Google’s situation differs in that its own monopoly stems from default search agreements and data advantages rather than forced bundling. Mehta’s ruling highlighted Google’s abuse of its dominant position to stifle competition with multibillion-dollar deals with device makers and browsers through their ownership of Android. From a market perspective, breaking up Google could foster innovation, allow smaller competitors to emerge, and prevent the concentration of data and market power. Unlike the Microsoft’s desktop software-centric model, Google has free, data-driven services like Chrome, Gmail and apps associated with Google Drive. Combined with Google’s hold on the default mobile operating software on almost all non-Apple phones via Android, this may force the U.S. to require a different approach to regulation, potentially focusing on data sharing or limiting default agreements rather than a straightforward company split.

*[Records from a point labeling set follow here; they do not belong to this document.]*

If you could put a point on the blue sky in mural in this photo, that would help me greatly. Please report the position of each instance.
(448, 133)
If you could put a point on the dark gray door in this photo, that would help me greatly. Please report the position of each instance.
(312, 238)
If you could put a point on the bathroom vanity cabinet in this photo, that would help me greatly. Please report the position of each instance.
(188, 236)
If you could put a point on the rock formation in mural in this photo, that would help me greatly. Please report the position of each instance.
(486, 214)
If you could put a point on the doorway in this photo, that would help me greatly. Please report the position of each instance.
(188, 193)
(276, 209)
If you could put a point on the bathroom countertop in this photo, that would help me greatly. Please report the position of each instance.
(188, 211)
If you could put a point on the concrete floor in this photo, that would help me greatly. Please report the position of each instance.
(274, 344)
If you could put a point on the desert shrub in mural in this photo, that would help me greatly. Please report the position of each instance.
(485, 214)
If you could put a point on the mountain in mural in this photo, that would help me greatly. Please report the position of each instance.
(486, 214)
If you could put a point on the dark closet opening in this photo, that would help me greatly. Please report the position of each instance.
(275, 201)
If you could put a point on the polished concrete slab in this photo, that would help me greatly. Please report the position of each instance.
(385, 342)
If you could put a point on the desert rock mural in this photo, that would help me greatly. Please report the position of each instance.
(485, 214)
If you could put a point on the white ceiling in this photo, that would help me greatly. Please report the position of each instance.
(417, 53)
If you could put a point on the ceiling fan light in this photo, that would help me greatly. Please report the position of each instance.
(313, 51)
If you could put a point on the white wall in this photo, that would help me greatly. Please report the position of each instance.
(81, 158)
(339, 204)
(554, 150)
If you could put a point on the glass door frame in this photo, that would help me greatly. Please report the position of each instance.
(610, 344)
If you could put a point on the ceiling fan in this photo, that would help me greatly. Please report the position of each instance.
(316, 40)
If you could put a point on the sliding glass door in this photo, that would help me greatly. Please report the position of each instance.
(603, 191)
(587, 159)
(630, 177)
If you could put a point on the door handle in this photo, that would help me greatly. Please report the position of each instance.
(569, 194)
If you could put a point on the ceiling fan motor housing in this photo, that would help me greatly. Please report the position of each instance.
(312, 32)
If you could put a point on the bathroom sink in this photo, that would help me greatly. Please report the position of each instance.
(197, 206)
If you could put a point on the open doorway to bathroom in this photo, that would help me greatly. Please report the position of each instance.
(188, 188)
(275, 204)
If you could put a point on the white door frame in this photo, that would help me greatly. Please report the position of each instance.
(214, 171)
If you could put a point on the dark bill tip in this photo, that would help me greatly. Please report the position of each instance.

More drastic measures the U.S. government may take include requiring Alphabet to divest parts of its vast business, such as Android or Chrome. However, enforcing these remedies may prove difficult, as seen in Epic Games, Inc. v. Apple Inc., where companies found workarounds to court-ordered changes. Additionally, Google’s global reach and the potential economic disruption to partners like Apple and Samsung complicate the situation.
The U.S. government’s ability to effectively regulate Google is hampered by several factors, including limited technological expertise — seen from online videos of a Senate Commerce, Science and Transportation Committee hearing if you know what I mean — outdated antitrust laws and the sheer scale of Alphabet/Google’s operations. These challenges are compounded by the global nature of Google’s business and the potential economic disruption to its partners and the tech ecosystem at large.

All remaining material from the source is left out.